= Athanasius of Alexandria (presbyter) =

5th century Christian clergy

Athanasius (Ἀθανάσιος, 5th century AD) of Alexandria was a presbyter in that city, and a son of Isidora, the sister of Cyril of Alexandria. At the Council of Chalcedon in 451 AD, he presented a complaint against Pope Dioscorus I of Alexandria.

According to the complaint, Cyril had willed Athanasius and his relatives a large inheritance, but Dioscorus prevented them from receiving it after Cyril died in 444. He also threatened the lives of Athanasius and his brother Paul, and exiled them from Alexandria. They went to Constantinople, where, due to the rampant corruption at the time, they had to pay bribes in order to see a court. They borrowed 1400 pounds of gold from moneylenders at exorbitant rates to bribe Nomos, the magister officiorum and a friend of Chrysaphius, but despite the enormous bribe, they "never even saw the face of that barbarian Chrysaphius". Athanasius suspected that Dioscorus had sent Chrysaphius a letter asking him to "eliminate" Athanasius and Paul.

From that time onwards, Athanasius and Paul, along with their families, were put in custody and forced to hand over all their belongings to the moneylenders whom they owed. Paul died of the ill treatment they suffered. Athanasius then spent about seven years wandering from place to place, pursued by creditors and Dioscorus himself, and denied permission to lodge in churches or monasteries. He made his way to a suburb of Alexandria called Metanoia or Canopus, which was traditionally a place of asylum for refugees, and under the protection of the monastery of Tabenna. However, Dioscorus ensured that Athanasius could not use the public baths or have bread sent or sold to him, "his one aim being that we should perish from hunger and destitution". Dioscorus also had Athanasius' house in Alexandria turned into a church in order to deprive him of accommodation, and deprived him of his office by striking him off the list of clergy. Athanasius complained that he had been impoverished, forced to beg, and reduced to having a "mere" two or three slaves, far from the luxury he was previously accustomed to. He presented all this in his complaint at Chalcedon. Although Dioscorus was summoned multiple times to defend himself to these and other charges, he did not appear before the council.

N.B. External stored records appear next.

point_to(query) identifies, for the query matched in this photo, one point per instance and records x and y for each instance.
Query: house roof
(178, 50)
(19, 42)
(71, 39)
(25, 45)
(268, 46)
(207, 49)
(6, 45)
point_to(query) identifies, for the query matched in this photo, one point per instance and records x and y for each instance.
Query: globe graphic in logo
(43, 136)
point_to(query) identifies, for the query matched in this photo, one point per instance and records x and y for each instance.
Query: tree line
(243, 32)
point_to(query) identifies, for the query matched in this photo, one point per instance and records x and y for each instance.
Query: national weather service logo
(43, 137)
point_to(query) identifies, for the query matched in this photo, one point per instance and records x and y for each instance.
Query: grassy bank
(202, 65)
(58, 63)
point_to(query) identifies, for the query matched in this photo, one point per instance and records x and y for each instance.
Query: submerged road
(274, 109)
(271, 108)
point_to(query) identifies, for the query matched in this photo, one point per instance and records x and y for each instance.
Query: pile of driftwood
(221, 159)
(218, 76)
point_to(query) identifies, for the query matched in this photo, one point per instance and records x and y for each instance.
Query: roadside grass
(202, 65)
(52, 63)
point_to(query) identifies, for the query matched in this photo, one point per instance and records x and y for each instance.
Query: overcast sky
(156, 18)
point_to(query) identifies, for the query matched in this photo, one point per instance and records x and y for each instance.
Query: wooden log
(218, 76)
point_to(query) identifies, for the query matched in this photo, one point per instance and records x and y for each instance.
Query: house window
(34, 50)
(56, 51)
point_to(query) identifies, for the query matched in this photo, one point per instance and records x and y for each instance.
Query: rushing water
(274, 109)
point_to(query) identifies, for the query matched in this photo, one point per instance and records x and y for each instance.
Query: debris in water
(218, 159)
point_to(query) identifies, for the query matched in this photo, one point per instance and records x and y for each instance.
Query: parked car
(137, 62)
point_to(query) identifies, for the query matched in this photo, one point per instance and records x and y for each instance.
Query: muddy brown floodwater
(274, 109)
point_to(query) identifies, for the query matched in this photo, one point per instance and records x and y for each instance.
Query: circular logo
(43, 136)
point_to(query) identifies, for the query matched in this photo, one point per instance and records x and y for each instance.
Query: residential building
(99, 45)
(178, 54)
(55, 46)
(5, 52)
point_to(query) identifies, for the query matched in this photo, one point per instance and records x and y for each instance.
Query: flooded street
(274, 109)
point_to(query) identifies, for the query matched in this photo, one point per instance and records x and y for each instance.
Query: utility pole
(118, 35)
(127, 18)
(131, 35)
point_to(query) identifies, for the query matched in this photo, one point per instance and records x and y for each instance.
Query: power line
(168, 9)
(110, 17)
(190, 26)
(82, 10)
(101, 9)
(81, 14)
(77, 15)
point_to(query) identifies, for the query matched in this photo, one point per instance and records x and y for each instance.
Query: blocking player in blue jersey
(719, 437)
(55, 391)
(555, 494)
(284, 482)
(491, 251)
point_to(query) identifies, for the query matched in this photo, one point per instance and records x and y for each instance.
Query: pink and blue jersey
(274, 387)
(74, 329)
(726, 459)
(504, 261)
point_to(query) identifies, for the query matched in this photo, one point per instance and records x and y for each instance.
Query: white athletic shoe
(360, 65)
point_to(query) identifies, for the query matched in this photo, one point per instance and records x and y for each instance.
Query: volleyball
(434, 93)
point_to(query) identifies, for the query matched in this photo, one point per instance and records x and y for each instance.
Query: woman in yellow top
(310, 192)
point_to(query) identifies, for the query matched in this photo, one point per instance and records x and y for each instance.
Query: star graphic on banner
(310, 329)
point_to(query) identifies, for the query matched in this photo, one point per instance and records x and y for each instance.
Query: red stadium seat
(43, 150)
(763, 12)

Historians have generally been skeptical and unsympathetic to Athanasius' complaint. Richard Price and Michael Gaddis note that, by turning Athanasius' house into a church, Dioscorus was just treating it as church property, "which it originally may well have been". Cyril had been preceded as Pope by his uncle Theophilus, so their family had held the papacy for 60 years and may have been enriching themselves off church funds. Henry Chadwick described Athanasius as "impoverished by his own corrupt negotiations". Volker L. Menze explains that his removal was a "consequence of [his] misconduct", and that the 1400 pounds of gold he was forced to pay to Nomos were actually a fine for the crime of misappropriating church funds.